Clive Bell's theory of Significant Form was the focus of this week's session of Modern Aesthetics. Bell, whose polemic Art was published in 1914, was a passionate advocate of Post-Impression. He did what Tolstoy described (on p.234 of the set book) namely worked backwards from art that a certain class approved of to a theory of what all art must be, though whether Tolstoy was right to be so dismissive of taking intuitions seriously is another matter (in politics John Rawls advocated what he called 'reflective equilibrium' moving to and fro between intuitions and theory).
For Bell it is obvious that art must have a common essence - something that makes all works of art art. If not, then when we talk about art, we simply gibber, he declares. The defining quality of art is Significant Form i.e. patterns of lines, shapes and colour (and he allows some depth) that give rise to a distinctive emotion felt only in the presence of art, namely the Aesthetic Emotion.
The beauty of a butterfly's wing is different from the beauty in art, he tells us (Sebastian, a character in Evelyn Waugh's Brideshead Revisited disagreed absolutely with this - how do we say who is right?). To appreciate art we need bring nothing of life - art is a separate realm that has the power to move the sensitive viewer. Most controversially, he maintains that what is represented in representational art has no bearing on it as art. Art is timeless - the same qualities in ancient art move us today. Past artists move us for the same reason that present day ones do. We don't need to know art history to appreciate art as art. The main instruments needed are good eyes and sensitivity. Objects all around us stand charged with this power to affect us.
His is a theory that approaches art very much from the stance of the spectator (in contrast with R.G. Collingwood's creator-centred approach which we will be studying next week - Collingwood turns the viewer into a kind of creator).
Bell's theory is unashamedly subjective in that it begins with personal experience of the Aesthetic Emotion. That is the way we can tell that a work is a work of art. There is no criterion apart from this for discerning between mere form (everything has this in some sense) and Significant Form. In the section of his book called the Metaphysical Hypothesis Bell suggests that the reason Significant Form has such power to move us is that it gives us a glimpse of how the world really is, the world behind the veil of appearances (a view that mirrors Schopenahauer's account of music) - a stark contrast with Tolstoy's claim that art is a special kind of human communication.
As a theory of what art is, Bell's is open to numerous objections (I outline some of these in the first chapter of my book The Art Question ). For instance, defining art in terms of Significant Form and Significant Form in terms of the Aesthetic Emotion is highly uninformative - it is a viciously circular defnition because we have no independent criteria for identifying either of these things.
More directly, for most of us, the fact that Rembrandt's self-portraits are depictions of the artist is a relevant factor when assessing these as art (on Bell's account, what is represented is not relevant) - true, formal properties are relevant too, but it is going too far to discount representation altogether.
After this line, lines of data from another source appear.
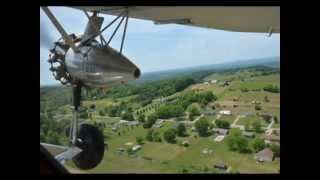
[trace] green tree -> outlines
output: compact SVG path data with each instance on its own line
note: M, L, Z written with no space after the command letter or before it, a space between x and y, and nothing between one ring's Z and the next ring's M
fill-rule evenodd
M100 110L100 111L99 111L99 115L100 115L100 116L105 116L106 113L104 112L104 110Z
M175 129L168 129L163 133L163 138L169 143L176 142L176 130Z
M140 113L138 115L137 119L138 119L139 122L144 123L145 122L145 118L146 118L146 116L143 113Z
M253 150L255 152L259 152L261 151L262 149L264 149L266 147L266 144L264 142L263 139L261 138L255 138L253 141L252 141L252 147L253 147Z
M268 85L263 88L264 91L272 92L272 93L279 93L280 88L277 85Z
M178 136L183 137L183 136L185 136L186 132L187 132L186 126L183 123L179 123L177 126Z
M280 145L278 144L271 144L270 149L274 153L275 157L280 157Z
M249 121L246 121L245 124L244 124L244 129L246 131L249 131L250 130L250 122Z
M153 141L153 129L150 129L148 132L147 132L147 135L146 135L146 140L147 141Z
M209 127L209 122L208 122L208 119L205 117L201 117L195 123L195 128L198 131L200 136L207 136L208 135L208 127Z
M273 120L275 123L279 123L278 117L277 116L273 116Z

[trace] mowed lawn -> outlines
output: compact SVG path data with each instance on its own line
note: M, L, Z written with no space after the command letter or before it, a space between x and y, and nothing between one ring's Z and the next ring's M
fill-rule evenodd
M230 124L236 119L235 115L221 115L220 120L229 122Z
M160 132L172 127L174 122L165 122L162 128L156 131ZM251 173L276 173L279 169L279 162L256 164L253 154L240 154L229 151L226 141L214 142L213 137L198 137L196 133L189 131L188 137L177 138L178 141L188 140L189 147L182 147L178 144L169 144L166 142L145 142L142 149L138 151L136 157L130 157L125 152L120 155L118 148L127 149L125 144L132 142L136 144L136 137L145 137L147 130L141 126L131 128L121 128L120 132L125 133L118 136L117 133L106 128L108 133L108 151L102 162L94 169L88 170L90 173L181 173L182 169L188 169L190 173L203 173L203 169L208 167L209 173L219 173L213 168L215 163L226 163L233 170ZM195 137L197 135L197 137ZM204 148L213 151L210 155L202 153ZM151 158L151 160L146 159ZM75 167L72 163L68 166Z

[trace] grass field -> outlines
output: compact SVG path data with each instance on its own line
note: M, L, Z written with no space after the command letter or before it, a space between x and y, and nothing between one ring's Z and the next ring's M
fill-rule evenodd
M156 129L163 133L171 128L174 122L165 122L162 128ZM108 134L109 150L105 152L105 157L101 164L89 170L92 173L181 173L182 169L187 169L191 173L203 173L203 169L208 167L208 172L217 173L213 169L215 163L226 163L233 170L248 173L276 173L280 162L256 164L252 154L240 154L228 150L226 141L217 143L213 137L195 137L196 133L189 132L188 137L178 138L178 141L188 140L189 147L182 147L178 144L166 142L145 142L142 149L138 151L136 157L130 157L126 153L120 155L118 148L128 148L125 144L132 142L135 144L136 137L145 137L147 130L141 126L133 129L123 127L121 136L106 128ZM202 154L204 148L213 151L211 155ZM145 158L147 157L147 158ZM151 160L150 160L151 158ZM69 166L75 167L72 163Z
M252 72L241 71L234 74L219 74L215 73L209 75L205 80L217 79L220 81L233 80L230 86L222 87L217 84L194 84L184 91L191 89L200 89L204 91L212 91L218 96L216 103L220 104L219 110L231 110L232 116L221 116L220 119L233 123L236 116L244 112L262 112L270 113L278 116L280 121L280 93L270 93L263 91L263 87L273 84L280 86L280 75L272 74L266 76L251 77ZM248 92L243 92L241 89L248 89ZM255 91L261 89L261 91ZM173 96L177 96L177 94ZM265 102L265 96L268 97L269 102ZM238 101L233 101L234 97L238 97ZM123 101L130 101L134 97L120 98ZM260 101L262 110L256 111L252 101ZM92 102L84 102L86 106ZM94 101L94 104L98 108L106 107L114 103L112 99L102 99ZM237 104L237 107L233 105ZM139 107L139 103L134 105ZM150 105L149 105L150 106ZM63 107L67 108L67 107ZM146 115L153 113L154 109L148 111ZM106 136L105 141L108 143L108 151L105 152L105 156L102 162L94 169L88 170L91 173L205 173L204 169L207 168L208 173L222 173L222 171L213 168L215 163L225 163L231 167L231 171L238 171L240 173L278 173L280 169L280 160L273 162L265 162L257 164L254 160L254 154L243 154L239 152L230 151L227 145L229 136L227 136L222 142L215 142L213 136L199 137L198 133L191 132L188 127L187 137L178 137L177 141L182 142L187 140L190 144L189 147L183 147L176 144L170 144L163 142L148 142L145 141L142 149L136 152L135 156L129 156L126 152L119 154L118 148L129 148L125 145L128 142L136 144L136 137L145 138L147 129L144 129L141 125L133 128L121 127L118 132L113 132L111 127L113 123L119 121L120 118L99 117L99 119L106 122L107 127L104 129ZM209 121L216 119L217 115L208 116ZM245 125L246 122L252 123L258 119L258 116L252 115L245 118L240 118L237 122L238 125ZM165 122L159 129L155 129L160 133L162 137L163 132L172 126L176 122ZM263 127L268 124L261 120ZM273 127L280 127L280 124L274 124ZM258 134L262 137L263 134ZM162 138L163 139L163 138ZM252 139L249 139L251 144ZM212 154L203 154L202 151L207 148L212 150ZM68 162L68 166L75 168L74 164Z
M239 121L237 122L237 124L238 125L245 125L247 122L249 122L249 124L252 125L252 123L255 121L260 121L262 127L268 126L268 123L266 123L266 121L262 120L257 115L250 115L250 116L246 116L244 118L240 118Z
M236 116L235 116L235 115L230 115L230 116L228 116L228 115L221 115L221 117L220 117L220 120L227 121L227 122L229 122L230 124L232 124L235 119L236 119Z

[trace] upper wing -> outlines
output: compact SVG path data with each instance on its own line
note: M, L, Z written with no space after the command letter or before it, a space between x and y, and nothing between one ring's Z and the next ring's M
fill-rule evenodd
M81 6L86 11L118 15L125 7ZM134 6L129 16L155 24L184 24L236 32L280 33L280 7Z

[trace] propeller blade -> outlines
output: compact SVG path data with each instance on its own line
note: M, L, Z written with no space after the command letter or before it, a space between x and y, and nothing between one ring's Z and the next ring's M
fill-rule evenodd
M40 45L50 49L52 48L54 39L48 32L48 27L45 22L40 22Z

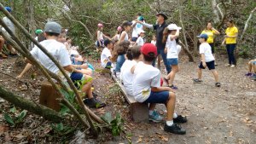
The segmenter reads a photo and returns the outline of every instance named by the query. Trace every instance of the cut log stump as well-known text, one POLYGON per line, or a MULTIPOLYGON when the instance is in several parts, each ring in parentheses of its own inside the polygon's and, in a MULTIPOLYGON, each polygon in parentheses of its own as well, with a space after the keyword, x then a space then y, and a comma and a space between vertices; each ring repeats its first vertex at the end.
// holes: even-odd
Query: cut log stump
POLYGON ((148 123, 148 104, 136 101, 133 96, 126 94, 121 82, 114 75, 112 75, 112 78, 119 84, 126 101, 130 104, 131 119, 136 123, 148 123))
POLYGON ((57 99, 60 97, 61 96, 58 95, 57 91, 54 89, 50 83, 49 83, 47 80, 44 80, 42 82, 39 97, 39 103, 41 105, 58 112, 61 109, 61 105, 60 101, 57 99))

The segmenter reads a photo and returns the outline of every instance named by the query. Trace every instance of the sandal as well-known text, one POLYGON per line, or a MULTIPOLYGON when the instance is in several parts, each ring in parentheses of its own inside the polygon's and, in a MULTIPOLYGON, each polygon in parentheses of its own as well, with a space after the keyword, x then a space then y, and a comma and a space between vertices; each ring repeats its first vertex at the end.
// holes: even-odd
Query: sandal
POLYGON ((193 78, 194 83, 198 83, 201 84, 202 82, 202 80, 198 79, 198 78, 193 78))
POLYGON ((215 86, 216 86, 216 87, 220 87, 220 83, 216 83, 216 84, 215 84, 215 86))

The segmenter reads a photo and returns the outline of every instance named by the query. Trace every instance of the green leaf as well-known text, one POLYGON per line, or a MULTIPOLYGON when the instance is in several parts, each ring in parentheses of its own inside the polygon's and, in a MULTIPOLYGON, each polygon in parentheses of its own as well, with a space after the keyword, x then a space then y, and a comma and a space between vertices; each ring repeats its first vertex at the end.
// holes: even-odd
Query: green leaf
POLYGON ((16 112, 16 107, 14 106, 9 111, 13 113, 15 113, 16 112))
POLYGON ((111 113, 110 112, 106 112, 102 117, 102 118, 107 122, 108 124, 110 124, 111 121, 112 121, 112 116, 111 116, 111 113))
POLYGON ((20 123, 23 121, 24 118, 26 117, 26 112, 27 111, 26 110, 23 110, 20 114, 19 116, 16 118, 15 121, 16 123, 20 123))
POLYGON ((13 126, 13 125, 15 125, 15 124, 13 118, 12 118, 9 114, 4 113, 4 119, 5 119, 6 122, 7 122, 8 124, 9 124, 10 125, 12 125, 12 126, 13 126))

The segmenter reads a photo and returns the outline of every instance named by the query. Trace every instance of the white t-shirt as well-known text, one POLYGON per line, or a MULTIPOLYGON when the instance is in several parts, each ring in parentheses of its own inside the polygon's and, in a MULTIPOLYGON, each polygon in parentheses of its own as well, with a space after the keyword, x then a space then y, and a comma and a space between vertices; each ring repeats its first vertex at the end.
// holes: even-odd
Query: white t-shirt
POLYGON ((139 37, 137 39, 136 43, 137 43, 137 46, 143 46, 144 44, 144 39, 143 37, 139 37))
MULTIPOLYGON (((63 43, 57 42, 55 39, 48 39, 40 42, 46 50, 51 54, 56 60, 59 61, 61 66, 71 65, 69 55, 63 43)), ((57 74, 59 68, 39 48, 35 46, 30 52, 41 64, 50 72, 57 74)))
MULTIPOLYGON (((132 21, 132 24, 136 23, 136 20, 132 21)), ((137 23, 136 26, 133 27, 132 29, 132 33, 131 33, 131 37, 138 37, 139 36, 139 32, 141 30, 143 30, 143 26, 142 24, 137 23)))
MULTIPOLYGON (((14 23, 8 18, 8 17, 3 17, 3 21, 5 23, 5 25, 12 31, 14 34, 15 34, 15 26, 14 23)), ((3 32, 7 32, 3 27, 2 28, 3 32)), ((7 34, 10 37, 10 35, 7 32, 7 34)))
POLYGON ((203 43, 199 46, 199 53, 204 54, 206 57, 206 62, 210 62, 214 60, 214 56, 212 54, 212 48, 209 43, 203 43))
POLYGON ((101 55, 101 62, 102 67, 106 67, 107 62, 110 61, 109 57, 111 56, 112 55, 110 50, 107 47, 105 47, 101 55))
POLYGON ((129 36, 128 36, 127 32, 125 31, 122 32, 121 36, 123 33, 125 34, 124 41, 129 41, 129 36))
POLYGON ((122 67, 120 78, 124 83, 124 87, 128 95, 133 96, 132 94, 132 81, 133 81, 133 74, 131 72, 131 69, 133 66, 135 66, 137 62, 135 60, 125 60, 122 67))
POLYGON ((170 35, 167 37, 166 48, 167 48, 167 59, 177 58, 178 53, 177 49, 177 43, 175 39, 171 40, 170 35))
POLYGON ((156 44, 156 41, 152 40, 152 41, 151 41, 151 43, 154 44, 154 45, 155 45, 155 44, 156 44))
POLYGON ((150 95, 151 87, 160 86, 160 70, 152 65, 146 65, 143 61, 136 65, 132 83, 132 93, 135 100, 144 102, 150 95))

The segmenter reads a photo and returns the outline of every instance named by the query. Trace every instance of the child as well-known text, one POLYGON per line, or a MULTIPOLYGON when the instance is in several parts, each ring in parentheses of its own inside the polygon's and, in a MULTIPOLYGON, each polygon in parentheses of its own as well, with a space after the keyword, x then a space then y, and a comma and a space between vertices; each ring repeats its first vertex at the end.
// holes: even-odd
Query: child
POLYGON ((172 89, 177 89, 177 88, 173 85, 173 81, 175 74, 178 72, 178 50, 177 40, 179 36, 179 30, 181 27, 177 27, 176 24, 169 25, 165 32, 168 33, 167 38, 166 35, 164 36, 163 41, 166 42, 166 52, 167 52, 167 61, 172 66, 172 71, 164 80, 172 89))
POLYGON ((207 43, 208 36, 207 34, 201 34, 198 36, 200 44, 200 54, 201 55, 201 62, 199 65, 198 69, 198 78, 194 78, 195 83, 201 83, 201 69, 205 69, 207 66, 212 72, 215 78, 215 86, 220 87, 220 83, 218 82, 218 75, 217 71, 215 70, 214 65, 214 57, 212 54, 212 48, 207 43))
POLYGON ((121 26, 118 26, 116 34, 112 37, 113 41, 119 41, 120 39, 120 32, 122 31, 121 26))
POLYGON ((120 72, 121 67, 125 61, 125 54, 130 46, 130 41, 123 41, 115 47, 115 55, 118 55, 117 60, 116 60, 116 66, 114 69, 114 73, 117 77, 117 78, 120 79, 120 72))
POLYGON ((123 41, 129 41, 128 32, 131 29, 131 25, 132 25, 132 23, 130 21, 124 21, 122 23, 122 25, 121 25, 122 32, 121 32, 120 40, 119 43, 121 43, 123 41))
POLYGON ((145 31, 140 30, 140 32, 138 33, 139 33, 140 37, 137 39, 135 45, 143 46, 145 43, 144 42, 145 31))
MULTIPOLYGON (((78 70, 71 65, 71 60, 69 59, 69 55, 66 49, 66 47, 63 43, 56 41, 58 36, 61 33, 61 26, 60 24, 49 21, 46 23, 44 27, 44 34, 46 37, 46 40, 40 43, 42 46, 44 46, 46 50, 50 53, 55 59, 59 61, 61 66, 67 72, 71 72, 70 78, 75 82, 77 80, 83 80, 90 78, 90 76, 83 73, 81 70, 78 70)), ((63 75, 60 72, 59 68, 38 47, 34 47, 31 51, 31 55, 35 57, 43 66, 46 69, 54 72, 60 76, 61 78, 64 78, 63 75)), ((31 61, 27 60, 29 63, 31 61)), ((65 79, 65 78, 64 78, 65 79)), ((87 105, 89 107, 105 107, 106 104, 101 102, 96 98, 95 98, 92 95, 91 90, 91 84, 92 82, 89 82, 85 84, 82 88, 82 92, 85 94, 88 98, 84 101, 84 103, 87 105)))
POLYGON ((113 49, 113 43, 109 39, 104 41, 106 46, 101 55, 101 62, 103 68, 111 69, 112 66, 112 55, 111 50, 113 49))
POLYGON ((143 61, 138 62, 131 70, 134 73, 132 90, 135 100, 142 103, 150 103, 149 119, 160 122, 163 118, 154 111, 157 103, 166 104, 167 109, 166 123, 164 130, 173 134, 184 135, 176 123, 187 122, 186 118, 175 116, 176 95, 169 87, 160 87, 160 70, 152 66, 153 60, 157 56, 157 49, 151 43, 145 43, 141 48, 143 61), (173 118, 175 117, 175 118, 173 118))
POLYGON ((108 39, 110 39, 108 36, 104 35, 104 33, 102 32, 103 31, 103 25, 102 23, 99 23, 98 24, 98 30, 97 30, 97 41, 96 41, 96 46, 99 48, 99 47, 102 47, 103 48, 104 47, 104 37, 105 38, 108 38, 108 39))
POLYGON ((128 49, 126 53, 127 60, 121 67, 120 79, 124 84, 125 92, 128 95, 133 96, 132 94, 132 81, 133 74, 131 72, 131 69, 138 61, 141 61, 141 47, 134 46, 128 49))
POLYGON ((153 35, 151 43, 154 44, 154 45, 156 44, 156 37, 155 37, 155 35, 153 35))

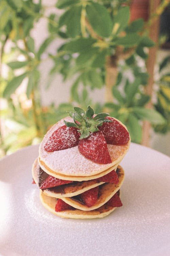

Similarly we might not even understand what an artist was trying to do if we know nothing of the history of the period and, in many cases, of the artist's other work, and expressed intentions. This does not mean that the artist's expressed views fully determine what a work of art means.
D.H. Lawrence (himself a painter as well as a writer) was scathing about the formalists' quasi-religious attitude towards Significant Form: He lampooned it in an essay about painting: 'I am Significant Form and my unutterable name is Reality. Lo, I am Form and I am Pure, behold I am Pure Form. I am the revelation of Spiritual Life, moving behind the veil. I come forth and make myself known, and I am Pure Form, behold I am Significant Form....Lift up your eyes to Significant Form, and be saved.'
In the gallery we looked at works by Rodchenko and Popova in the current Tate Modern exhibition. Whilst approaching these paintings and sculptures as potentially Significant Form was easy, because they are mostly non-representational, ignoring the circumstances of their production seemed a little perverse, particularly when, as the captions in the exhibition indicate, these artists working in the period immediately after the Bolshevik revolution, felt liberated to create new forms of art, and at the same time were no doubt limited in materials and scale by their straightened circumstances.